D’abord publiée par le Huffington Post, puis republié par Marianne, une tribune a suscité une importante polémique dans le milieu féministe. Et si la question n’était pas avec quelle femme on lutte mais comment lutter ensemble ?

Le 13 février dernier, le site du Huffington Post publiait une tribune titrée « Trans : suffit-il de s’autoproclamer femme pour pouvoir exiger d’être considéré comme telle ? ». Suscitant de vives polémiques, elle sera dépubliée dans la foulée [1]. Le journal Marianne la republiera quelques jours plus tard sur son site, estimant que « le débat est essentiel » [2].

Faisant suite à des collages féministes se référant à la condamnation au bûcher des TERFs (trans exclusive radical feminist), cette tribune a été signée par près de 140 personnalités, dont des féministes de renom comme Christine Delphy, sociologue matérialiste, ou Marguerite Stern, initiatrice des collages contre les féminicides.

De quel débat s’agit-il, au juste ? Pour les signataires de ce texte, la « question trans » diviserait la lutte féministe en réinterrogeant ce qui fait qu’une femme est une femme. À les lire, les femmes trans ne sont femmes que parce qu’elles « s’autoproclament » comme telle. Or nous ne pouvons réduire la « question trans » à une valeur purement déclarative.

Être une femme trans, c’est aussi subir de l’exploitation, de la violence domestique et publique, au titre que nous sommes des femmes. Nier cette réalité, c’est « au mieux » ne pas connaître le sujet, au pire faire preuve de mauvaise foi.

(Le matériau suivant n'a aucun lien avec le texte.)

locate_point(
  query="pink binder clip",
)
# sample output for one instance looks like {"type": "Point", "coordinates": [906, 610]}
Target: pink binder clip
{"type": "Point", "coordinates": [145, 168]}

Non, le féminisme matérialiste n’affirme en aucun cas que les femmes « sont tout d’abord des êtres humains femelles [avec] un double chromosome X ». Il est affligeant de voir des femmes comme Christine Delphy signer un texte qui dit l’exact contraire que ce que les féministes matérialistes ont pourtant toujours défendu.

On ne naît pas femme

Du point de vue du féminisme matérialiste, le genre est une caractéristique sociologique, si l’on attribue la « féminité naturelle » au double chromosome X, ce n’est qu’en vertu de croyances sociales définies et contingentes. Les femmes trans sont des femmes, et il est triste de voir une telle tribune nous accuser de diviser une lutte à laquelle, de fait, nous ne faisons que participer au même titre que n’importe quelle femme féministe.

Les incohérences théoriques et l’inégalité des pratiques de luttes ne sauraient être de notre ressort. En tant que femme trans, nous nous indignons contre les « TERFs » [3] uniquement du fait qu’elles nient notre existence avec la même violence que l’on attribue habituellement au traitement des lesbiennes par les hommes cisgenres.

Il n’y a pas de débat à avoir sur « la question trans ». En tant que féministe, ce sont nos pratiques de lutte qui seraient à réinterroger. Mais, ensemble, avec toutes les femmes, quelles qu’elles soient.

Marlène (UCL Lyon) 

[2Marianne, « Trans : suffit-il de s’autoproclamer femme pour pouvoir être considérée comme telle ? », le 17 février 2020.

[3Trans Exclusionary Radical Feminist (Féministes radicales excluant les trans) : Nom donné aux féministes qui ne reconnaissent pas les personnes trans comme étant telles qu’elles peuvent se reconnaître (principalement des femmes).